По одному преданию, Джина стал сразу проповедовать великому множеству слушателей. Но более известно другое, согласно которому он на следующий день после обретения «всеведения» дошел до селения Модхьям Пава и остановился там в саду. В те дни одиннадцать образованных жрецов собрались совершить большое жертвоприношение. Джина обратился к ним с речью, убеждая их сохранить жизнь многочисленным живым существам. Одиннадцать ученых пытались обратить его в свою брахманскую веру, однако при приближении каждого из них к нему Джина силой своего знания обнаруживал их собственные сомнения в брахманском учении и обращал на путь следования своей дхармы. Из этих первых его учеников — их звали впоследствии ганадхары — наиболее известны Индрабхути и Судхарма. Двенадцатой ученицей стала женщина Чанданабала, возглавившая позднее женскую монашескую общину.
На четырнадцатый год после «просветления» Джины в его общине произошел раскол. Упомянутый уже Джамали подверг критике его учение и ушел из общины вместе с 500 монахами. Тревожили новую общину и последователи Госалы. Но она выдержала проверку временем. Согласно преданиям, Джина еще при жизни заложил основы четырехчастного объединения джайнов, создав «уставы» для монахов и монахинь, а также для мужской и женской групп мирян. В этом он опирался на своих ганадхаров — «вождей общины». Названный уже Индрабхути Гаутама (судя по второму имени, он должен был происходить из знаменитейшего брахманского рода) отвечал за хранение и начальную передачу учения.
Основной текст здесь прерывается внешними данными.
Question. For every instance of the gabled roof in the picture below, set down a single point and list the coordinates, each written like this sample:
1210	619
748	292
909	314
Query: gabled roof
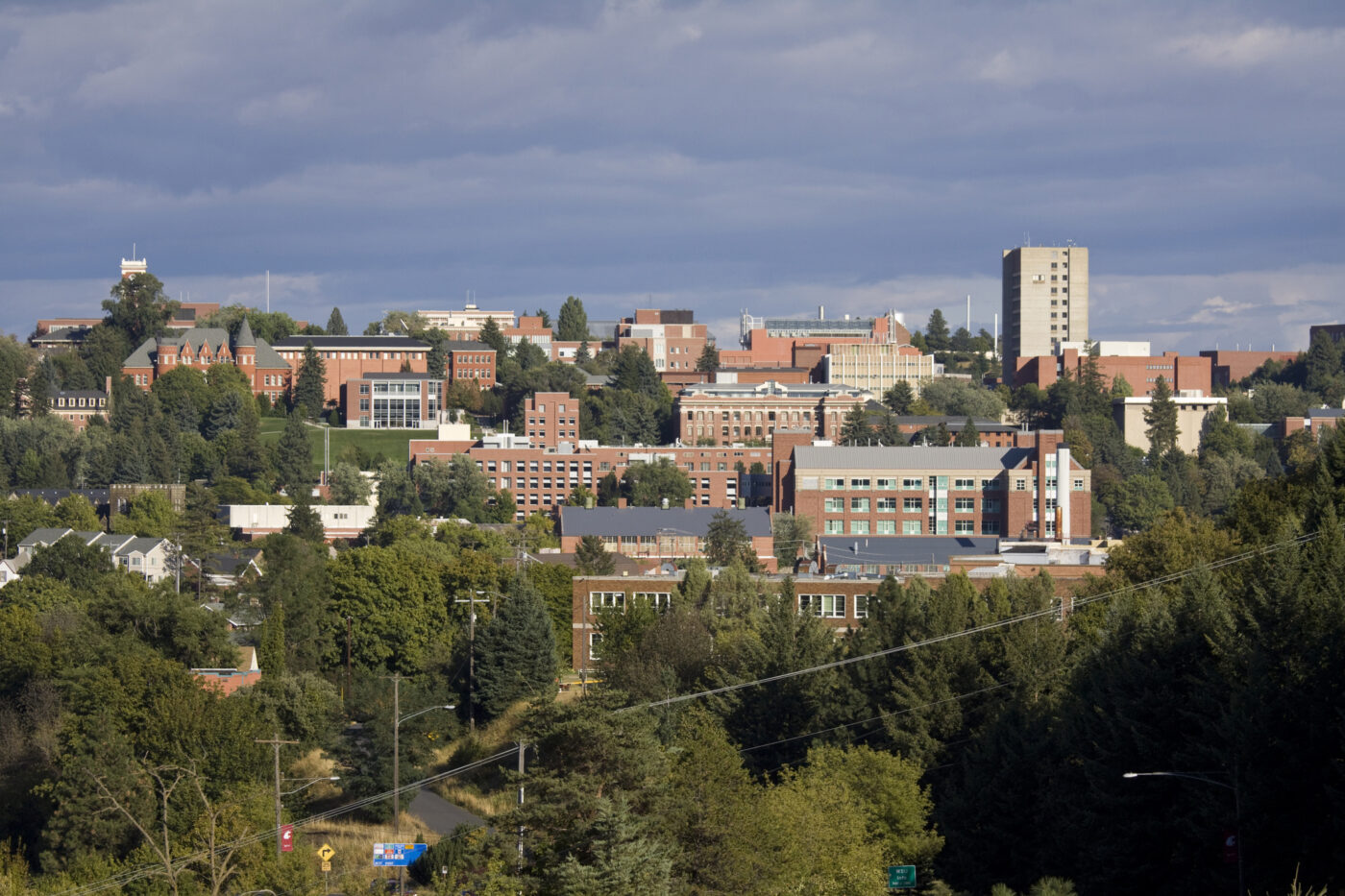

Последние два года перед уходом из жизни Джина усердно воздерживался от пищи и непрерывно проповедовал. Однажды за полтора часа до рассвета, сидя «уединенный и одинокий… произнося 35 наставлений, в которых подробно излагались результаты кармы», он умер, или, как выражаются джайны, «ушел в нирвану». Его кончина наступила в конце муссонного периода в городке Папа, близ Паталипутры, — тогда еще небольшого поселения на берегу Ганга. По выкладкам джайнских ученых событие это должно было произойти в 527 г. до н. э., и данный год обозначается ими как начало новой эпохи — вира самват («год героя»). Но мы вряд ли значительно ошибемся, если передвинем «нирвану» Джины на полвека ближе к нам и ближе к середине V в. до н. э.
О том, что проповедь Джины имела значительный успех, свидетельствуют даже буддисты. Из палийских источников следует, что джайны с самого начала приобрели весьма влиятельных покровителей в различных странах Северной Индии. Главным их патроном в Вайшали был казначей личчхавов Сихасенапати, в Наланде — богатый горожанин (видимо, нечто вроде российского «почетного гражданина») Упалигахапати, в Капилавасту — Ваппа. О том, что Джина сумел привлечь и знать, свидетельствует хотя бы то, что одним из его учеников был Абхаяраджакумара — побочный сын знаменитого царя Магадхи — Бимбисары. Его почитали и главы влиятельных кланов.
Хотя мы не скрывали мифологических мотивов в биографии основателя джайнизма, находящие многочисленные параллели в жизнеописаниях главных героев индуизма и буддизма, сомневаться в историчности Джины Махавиры нет ни малейших оснований. Генезис и эволюция джайнской общины, обнаруживающей ряд важнейших специфических особенностей в сравнении с другими религиями шраманской эпохи, оказались бы совершенно необъяснимыми при допущении легендарности основателя джайнизма. Необъяснимыми были бы и различительные акценты джайнского аскетизма, который, включив многие черты древнего брахманского подвижничества, содержит элементы, структурирующие его по-другому, чем аскетические течения, предшествующие джайнизму и современные ему, например адживикизм. К этим элементам относится в первую очередь определяющее значение ахимсы, особое значение поста (в том числе и как средства религиозного самоубийства) и сам «калькуляционный», можно сказать даже талмудистский, подход к праведной жизни, выражающийся во множестве запретов и предписаний, засвидетельствованных уже в самых ранних слоях шветамбарского канона («Ачаранга-сутра» и др.). Поэтому вполне можно согласиться с оценкой личности основателя джайнизма, которую дает современная французская исследовательница К. Кайя: «Джайнское движение, вероятно, многим обязано миссионерскому рвению и одаренности Махавиры, равно как и его умению организовать сплоченное общество „духовных“ и мирян… С течением времени это движение доказало свою достаточную динамичность, способность к продолжению деятельности Махавиры и даже, подобно ему самому, к завоеванию симпатий и поддержки многих правителей»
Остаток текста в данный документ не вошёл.